Banks should be more like New York restaurants. They come and go but the restaurant business as a whole survives and thrives and the food gets better. Banks fail but bankers still get millions in bonuses for applying their useless models. Restaurants tinker, they work by trial and error and watch real results in the real world. Taleb believes in tinkering – it was to be the title of his next book. Trial and error will save us from ourselves because they capture benign black swans. Look at the three big inventions of our time: lasers, computers and the internet. They were all produced by tinkering and none of them ended up doing what their inventors intended them to do. All were black swans. The big hope for the world is that, as we tinker, we have a capacity for choosing the best outcomes.


We should be mistrustful of knowledge. It is bad for us. Give a bookie 10 pieces of information about a race and he’ll pick his horses.
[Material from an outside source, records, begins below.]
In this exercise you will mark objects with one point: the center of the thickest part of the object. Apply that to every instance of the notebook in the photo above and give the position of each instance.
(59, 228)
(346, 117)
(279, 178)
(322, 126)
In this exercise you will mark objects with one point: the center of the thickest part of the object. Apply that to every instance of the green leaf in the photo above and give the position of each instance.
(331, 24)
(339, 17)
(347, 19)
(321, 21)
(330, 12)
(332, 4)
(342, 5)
Give him 50 and his picks will be no better, but he will, fatally, be more confident.

We should be ecologically conservative – global warming may or may not be happening but why pollute the planet? – and probablistically conservative. The latter, however, has its limits. Nobody, not even Taleb, can live the sceptical life all the time – ‘It’s an art, it’s hard work.’ So he doesn’t worry about crossing the road and doesn’t lock his front door – ‘I can’t start getting paranoid about that stuff.’ His wife locks it, however.

Full Story: Times Online

(via Zenarchery)

Karl Popper is nearly forgotten today, but at least some of his messages are gaining some new currency.
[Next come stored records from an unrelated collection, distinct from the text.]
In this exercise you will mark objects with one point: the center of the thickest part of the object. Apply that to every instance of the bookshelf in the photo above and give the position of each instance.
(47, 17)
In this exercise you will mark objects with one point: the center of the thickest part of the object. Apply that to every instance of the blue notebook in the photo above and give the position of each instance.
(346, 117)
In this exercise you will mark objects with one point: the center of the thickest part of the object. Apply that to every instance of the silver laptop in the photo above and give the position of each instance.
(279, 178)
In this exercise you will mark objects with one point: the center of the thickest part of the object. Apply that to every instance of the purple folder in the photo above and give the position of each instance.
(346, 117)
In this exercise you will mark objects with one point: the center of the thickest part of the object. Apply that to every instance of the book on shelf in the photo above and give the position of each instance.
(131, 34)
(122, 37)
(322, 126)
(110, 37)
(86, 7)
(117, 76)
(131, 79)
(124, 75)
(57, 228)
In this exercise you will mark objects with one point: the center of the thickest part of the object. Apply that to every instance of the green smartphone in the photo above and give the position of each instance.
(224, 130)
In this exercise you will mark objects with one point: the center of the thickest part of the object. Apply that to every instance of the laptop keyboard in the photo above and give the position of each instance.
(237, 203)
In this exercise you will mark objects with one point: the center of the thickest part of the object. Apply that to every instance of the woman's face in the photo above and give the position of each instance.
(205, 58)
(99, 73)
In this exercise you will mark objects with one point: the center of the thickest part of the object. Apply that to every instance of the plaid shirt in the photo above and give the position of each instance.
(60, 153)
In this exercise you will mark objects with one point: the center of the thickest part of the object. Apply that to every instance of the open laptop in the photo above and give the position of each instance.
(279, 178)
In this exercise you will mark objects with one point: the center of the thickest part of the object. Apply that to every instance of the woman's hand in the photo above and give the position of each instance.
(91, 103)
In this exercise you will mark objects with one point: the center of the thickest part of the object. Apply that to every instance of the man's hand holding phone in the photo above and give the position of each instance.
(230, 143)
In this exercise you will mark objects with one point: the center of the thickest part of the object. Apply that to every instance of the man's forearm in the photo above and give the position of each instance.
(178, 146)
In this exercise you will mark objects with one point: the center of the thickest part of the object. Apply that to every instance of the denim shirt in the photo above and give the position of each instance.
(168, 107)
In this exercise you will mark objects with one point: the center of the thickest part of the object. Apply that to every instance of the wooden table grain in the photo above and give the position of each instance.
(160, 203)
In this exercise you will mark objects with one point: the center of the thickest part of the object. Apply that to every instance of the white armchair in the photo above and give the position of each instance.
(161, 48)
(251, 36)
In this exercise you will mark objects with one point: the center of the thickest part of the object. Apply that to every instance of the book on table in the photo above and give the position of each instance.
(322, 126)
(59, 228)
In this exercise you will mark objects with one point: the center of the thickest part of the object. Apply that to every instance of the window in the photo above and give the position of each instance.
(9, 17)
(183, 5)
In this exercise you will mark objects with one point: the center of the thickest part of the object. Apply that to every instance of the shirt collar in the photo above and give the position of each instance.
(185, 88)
  1. Martin Armstrong’s system has been amazingly accurate.

    Unfortunately, he was imprisoned for 7 years without a trial. for a “crime” some say he didn’t commit. (He had his trial and will serve 5 more years.) The conspiracy theory behind his imprisonment is that the feds were after his model, and he wouldn’t give it to them.

    There used to be a site with his articles on it, but it seems to be unaccessible now. If you google his name you will find some of his articles on other sites.

  2. I’ve read Wittgenstein is well remembered and of little influence, while Popper is forgotten but changed much in the world.

    Suggested: “Conjectures and Refutations” – “The Open Society and Its Enemies” – “Unended Quest” by Karl Popper. I’ve not read a bad book by Popper yet (even when I disagree with him) but these are especially recommended.